The best shots are when the skier is coming directly at the camera keeping the camera in the middle of their turns. Pick starting and stopping points out of traffic zones where there are no rolls in between (so you won't lose the feet).
From the side shots are difficult to do well, but can be useful to check alignment.
Use the zoom controls smoothly. Try to keep the skier using up 2/3 of the frame. If the skier is doing wide fast turns, keep them a little smaller and leave room in the shot in front of them.
15 seconds is a long clip – you only need 3-4 turns. 6-8 turns makes a good clip.
Avoid using digital zoom. With practice you can tell from the picture quality where the digital zoom stops and the optical zoom starts working. Once you've figured it out, you will know how far down the slope to go before you are out of "optical range". Digital zoom shots look ok on a TV screen, but they look terrible on a computer.
Don't worry about sound when you get started. TheRusty never even captures the sound onto his computer. When you get skilled at taping, you can try to do commentary while you tape. However, when you start, it helps to focus only getting a good shot.
Place your camera bag on snow either zipped up or with the open lid facing down slope so it does not catch any snow. Keep the camera in the bag as much as possible to keep it warm.
Use the highest shutter speed that you can in full sunlight. Go to slower shutter speeds on cloudy days and at night (assuming the slope lights are on, duh). In lower light conditions, start your subjects closer to you than you would on a fully lit day.
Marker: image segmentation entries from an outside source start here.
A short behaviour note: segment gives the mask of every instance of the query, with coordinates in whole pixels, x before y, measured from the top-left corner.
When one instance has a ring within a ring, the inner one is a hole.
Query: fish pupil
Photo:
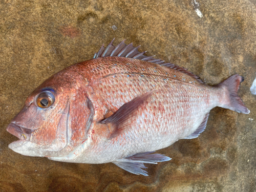
[[[42,99],[40,101],[40,103],[42,106],[47,106],[48,105],[48,101],[46,99]]]

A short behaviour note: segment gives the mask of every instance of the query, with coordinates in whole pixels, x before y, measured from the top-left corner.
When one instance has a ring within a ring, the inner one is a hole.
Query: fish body
[[[10,148],[55,161],[113,162],[147,175],[143,163],[170,159],[151,152],[197,137],[212,108],[249,113],[237,95],[241,76],[210,87],[131,44],[112,44],[31,93],[7,127],[20,139]]]

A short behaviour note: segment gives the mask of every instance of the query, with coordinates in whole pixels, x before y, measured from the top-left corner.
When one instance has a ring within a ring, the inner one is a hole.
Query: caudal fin
[[[227,90],[224,103],[222,103],[221,107],[234,111],[238,113],[245,114],[250,113],[250,111],[245,106],[240,97],[238,95],[240,83],[244,81],[244,78],[238,74],[231,76],[227,79],[221,82],[217,86],[219,87],[224,87]]]

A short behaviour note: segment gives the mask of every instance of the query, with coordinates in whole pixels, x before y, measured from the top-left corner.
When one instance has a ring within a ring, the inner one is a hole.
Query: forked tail
[[[245,106],[238,95],[240,83],[243,81],[244,78],[242,76],[236,74],[216,86],[224,88],[226,92],[220,106],[245,114],[250,113],[250,111]]]

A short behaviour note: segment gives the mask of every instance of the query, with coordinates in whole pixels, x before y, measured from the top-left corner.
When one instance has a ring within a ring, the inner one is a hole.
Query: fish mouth
[[[11,123],[6,128],[7,131],[11,134],[17,137],[22,141],[29,140],[31,136],[31,133],[35,131],[34,130],[30,130],[18,126],[17,124]]]

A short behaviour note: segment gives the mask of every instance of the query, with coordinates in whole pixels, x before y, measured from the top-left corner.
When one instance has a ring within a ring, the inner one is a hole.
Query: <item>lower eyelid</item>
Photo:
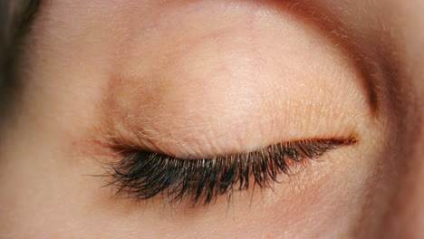
[[[290,166],[316,159],[329,150],[352,145],[355,138],[304,139],[272,145],[260,150],[211,159],[180,159],[157,153],[121,151],[124,160],[111,164],[110,185],[117,194],[136,200],[158,195],[170,202],[187,198],[193,205],[208,204],[217,196],[246,190],[252,184],[268,187]]]

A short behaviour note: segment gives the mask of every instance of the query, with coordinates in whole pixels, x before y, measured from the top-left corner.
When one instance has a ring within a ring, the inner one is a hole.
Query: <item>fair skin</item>
[[[5,238],[422,238],[424,1],[49,1],[0,137]],[[112,138],[186,160],[356,144],[202,206],[113,197]]]

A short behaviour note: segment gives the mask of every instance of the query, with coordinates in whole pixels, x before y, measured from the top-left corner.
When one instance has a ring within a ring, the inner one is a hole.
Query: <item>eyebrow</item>
[[[289,11],[300,20],[313,24],[319,31],[324,33],[346,55],[350,57],[351,62],[361,76],[362,87],[366,90],[368,104],[373,115],[379,110],[379,94],[377,91],[377,79],[379,75],[379,65],[376,64],[374,57],[361,47],[357,37],[347,25],[340,21],[340,16],[326,8],[321,0],[284,0],[278,3],[273,2],[277,9]],[[283,4],[285,4],[284,6]]]

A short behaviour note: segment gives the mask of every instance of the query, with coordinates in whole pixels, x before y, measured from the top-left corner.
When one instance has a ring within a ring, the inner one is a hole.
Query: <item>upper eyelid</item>
[[[171,202],[188,195],[193,196],[194,205],[199,200],[207,204],[215,196],[232,191],[236,184],[239,184],[239,190],[247,189],[251,177],[255,179],[254,184],[261,187],[269,186],[271,181],[277,180],[279,172],[289,173],[288,160],[296,162],[317,158],[330,149],[356,142],[357,139],[352,137],[344,139],[304,139],[237,156],[195,160],[130,150],[124,152],[121,162],[110,165],[111,171],[105,176],[112,177],[109,185],[118,187],[116,194],[125,192],[136,200],[165,193]]]

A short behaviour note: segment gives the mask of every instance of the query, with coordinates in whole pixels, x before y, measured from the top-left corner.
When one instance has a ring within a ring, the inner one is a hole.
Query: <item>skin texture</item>
[[[2,238],[422,238],[424,2],[46,1],[0,137]],[[113,197],[114,144],[185,159],[358,143],[207,206]]]

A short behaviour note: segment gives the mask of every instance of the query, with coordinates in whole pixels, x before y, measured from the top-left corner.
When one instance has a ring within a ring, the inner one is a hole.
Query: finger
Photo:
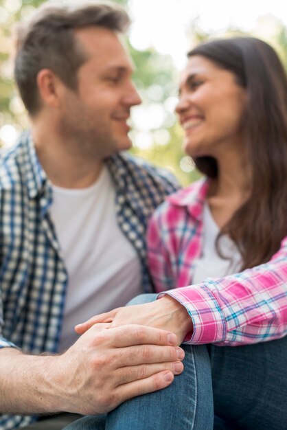
[[[115,378],[117,385],[122,385],[139,379],[144,379],[163,370],[169,370],[174,375],[178,375],[183,371],[183,364],[181,361],[173,363],[156,363],[155,364],[139,365],[135,366],[122,367],[117,370]]]
[[[137,396],[165,388],[172,383],[174,378],[172,372],[163,370],[144,379],[119,385],[115,391],[119,398],[122,399],[121,401],[123,402]]]
[[[93,330],[97,332],[101,332],[102,330],[109,328],[111,327],[111,323],[97,323],[95,324]]]
[[[179,346],[137,345],[119,348],[113,355],[114,368],[183,360],[184,351]]]
[[[176,345],[177,341],[176,336],[172,332],[137,324],[111,327],[108,333],[111,346],[115,348],[144,344]]]
[[[87,332],[89,328],[91,328],[91,327],[95,324],[111,322],[119,309],[120,308],[117,308],[117,309],[113,309],[110,312],[106,312],[105,313],[95,315],[83,323],[77,324],[74,328],[76,332],[78,335],[83,335],[83,333]]]

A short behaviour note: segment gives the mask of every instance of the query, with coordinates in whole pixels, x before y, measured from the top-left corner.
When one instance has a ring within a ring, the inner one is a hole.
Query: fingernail
[[[167,336],[168,342],[172,345],[176,343],[177,337],[174,333],[169,333]]]
[[[166,381],[166,382],[170,382],[173,380],[173,374],[170,372],[167,372],[163,375],[163,379]]]
[[[183,370],[183,365],[181,361],[176,361],[172,365],[174,373],[181,373]]]
[[[183,350],[178,347],[176,348],[176,355],[178,359],[179,359],[180,360],[183,360],[185,357],[185,353]]]

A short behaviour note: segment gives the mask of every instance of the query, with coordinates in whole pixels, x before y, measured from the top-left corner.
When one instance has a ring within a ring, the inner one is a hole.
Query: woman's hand
[[[95,315],[78,324],[75,330],[82,335],[93,324],[111,323],[110,327],[139,324],[173,332],[180,345],[187,333],[192,332],[192,321],[185,308],[173,297],[165,295],[158,300],[144,304],[117,308]]]

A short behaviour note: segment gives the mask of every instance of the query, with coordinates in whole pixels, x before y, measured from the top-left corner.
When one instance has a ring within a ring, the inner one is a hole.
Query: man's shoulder
[[[7,188],[20,180],[19,157],[21,142],[0,150],[0,188]]]

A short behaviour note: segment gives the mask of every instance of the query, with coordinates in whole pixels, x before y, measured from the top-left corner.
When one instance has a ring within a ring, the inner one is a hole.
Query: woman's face
[[[246,90],[233,73],[201,56],[190,57],[182,73],[176,111],[191,157],[218,158],[241,151],[242,118]]]

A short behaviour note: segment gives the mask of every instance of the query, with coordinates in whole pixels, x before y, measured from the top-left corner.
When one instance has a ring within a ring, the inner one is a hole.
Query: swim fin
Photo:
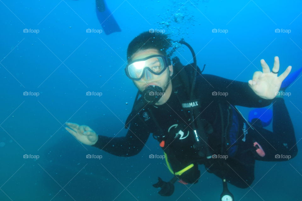
[[[96,0],[97,16],[106,35],[121,30],[106,5],[105,0]]]
[[[299,69],[293,73],[290,73],[288,75],[286,78],[282,82],[282,84],[281,84],[281,87],[280,87],[280,90],[285,90],[297,79],[301,71],[302,71],[302,68],[300,68]]]

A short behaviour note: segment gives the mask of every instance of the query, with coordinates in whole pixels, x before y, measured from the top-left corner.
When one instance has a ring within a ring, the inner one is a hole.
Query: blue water
[[[177,182],[172,196],[159,195],[152,185],[158,176],[172,175],[164,160],[149,159],[162,154],[152,137],[138,155],[120,157],[81,144],[64,124],[88,125],[100,135],[126,134],[137,91],[124,73],[126,49],[151,29],[184,37],[199,66],[207,64],[206,73],[247,82],[261,70],[260,59],[271,68],[276,56],[280,71],[290,65],[297,69],[302,2],[107,1],[122,30],[108,35],[86,32],[102,30],[93,1],[1,1],[0,200],[219,200],[221,180],[207,172],[192,187]],[[188,51],[180,52],[184,64],[190,61]],[[284,97],[299,150],[301,83],[299,78]],[[250,109],[239,108],[247,117]],[[252,189],[229,188],[235,200],[300,201],[301,160],[299,152],[288,161],[257,161]]]

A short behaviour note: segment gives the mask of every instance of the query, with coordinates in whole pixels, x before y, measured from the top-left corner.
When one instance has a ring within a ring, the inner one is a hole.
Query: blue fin
[[[249,122],[251,122],[254,119],[261,120],[263,127],[270,125],[273,118],[273,111],[265,107],[257,108],[252,110],[249,113]]]
[[[282,82],[280,89],[281,90],[284,90],[286,89],[297,79],[301,71],[302,71],[302,68],[300,68],[293,73],[290,73],[288,75],[286,78]]]
[[[96,0],[97,16],[106,35],[121,31],[104,0]]]

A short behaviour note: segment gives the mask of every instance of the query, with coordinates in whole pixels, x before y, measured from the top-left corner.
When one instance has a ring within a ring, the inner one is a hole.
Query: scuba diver
[[[184,66],[179,58],[171,58],[176,47],[171,44],[176,42],[189,48],[193,63]],[[66,129],[84,144],[124,157],[139,153],[152,133],[173,175],[168,182],[159,177],[153,185],[160,188],[161,195],[171,195],[177,181],[197,183],[200,177],[198,165],[203,164],[222,179],[220,200],[233,200],[227,182],[240,188],[249,186],[255,160],[275,160],[277,153],[291,158],[296,155],[293,129],[266,135],[268,144],[234,106],[263,107],[274,103],[291,69],[288,66],[278,76],[278,57],[271,71],[261,60],[263,72],[255,72],[247,83],[202,74],[205,65],[201,71],[192,47],[183,40],[173,41],[161,33],[141,33],[130,43],[127,54],[126,74],[138,92],[126,121],[126,136],[98,135],[87,126],[70,122],[66,123]]]

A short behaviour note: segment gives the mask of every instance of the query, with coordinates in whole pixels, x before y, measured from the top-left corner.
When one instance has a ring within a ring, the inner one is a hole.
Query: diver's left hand
[[[264,59],[261,59],[260,63],[263,72],[256,71],[254,73],[253,80],[249,80],[249,85],[256,94],[266,99],[272,99],[275,98],[280,90],[281,84],[292,69],[292,67],[288,66],[282,74],[278,76],[278,74],[271,72],[270,67]],[[272,71],[279,71],[279,58],[275,57],[275,62]]]

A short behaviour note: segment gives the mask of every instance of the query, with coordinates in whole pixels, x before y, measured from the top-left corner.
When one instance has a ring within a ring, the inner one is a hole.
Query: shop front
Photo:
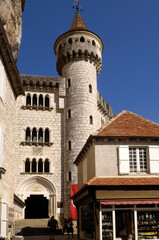
[[[100,240],[159,239],[159,199],[101,200]]]

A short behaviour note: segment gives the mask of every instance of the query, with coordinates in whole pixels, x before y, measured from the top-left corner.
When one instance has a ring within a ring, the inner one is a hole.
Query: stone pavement
[[[25,236],[24,240],[49,240],[50,237],[47,236]],[[68,240],[68,236],[67,235],[55,235],[55,240]],[[72,236],[70,236],[70,240],[78,240],[77,239],[77,235],[75,235],[75,238],[72,238]]]

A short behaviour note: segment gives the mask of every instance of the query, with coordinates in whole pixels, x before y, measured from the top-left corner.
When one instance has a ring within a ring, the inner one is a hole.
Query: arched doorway
[[[23,218],[38,219],[56,216],[56,187],[47,178],[27,177],[16,189],[16,193],[26,203]],[[40,209],[40,211],[39,211]]]
[[[30,195],[25,200],[25,219],[48,218],[48,202],[43,195]]]

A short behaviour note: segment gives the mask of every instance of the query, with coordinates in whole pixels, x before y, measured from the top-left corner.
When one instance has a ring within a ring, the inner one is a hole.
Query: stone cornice
[[[13,59],[12,51],[0,20],[0,54],[2,56],[5,69],[8,73],[8,79],[11,83],[15,96],[24,94],[23,86],[20,80],[19,71]]]
[[[25,91],[37,92],[55,92],[60,87],[64,78],[37,76],[37,75],[20,75]]]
Most video cameras will not have moisture problems if you only take them out for taping runs and bring them back inside quickly. If the camcorder gets cold and the indoor area you bring it into is very warm, your camera make get some condensation action going on. If this happens just let the camera sit for 5-10 minutes to let the condensation dry out. If it is bitter cold, your batteries will not last long. If it is bitter cold and humid, your camera could freeze up or start acting weird.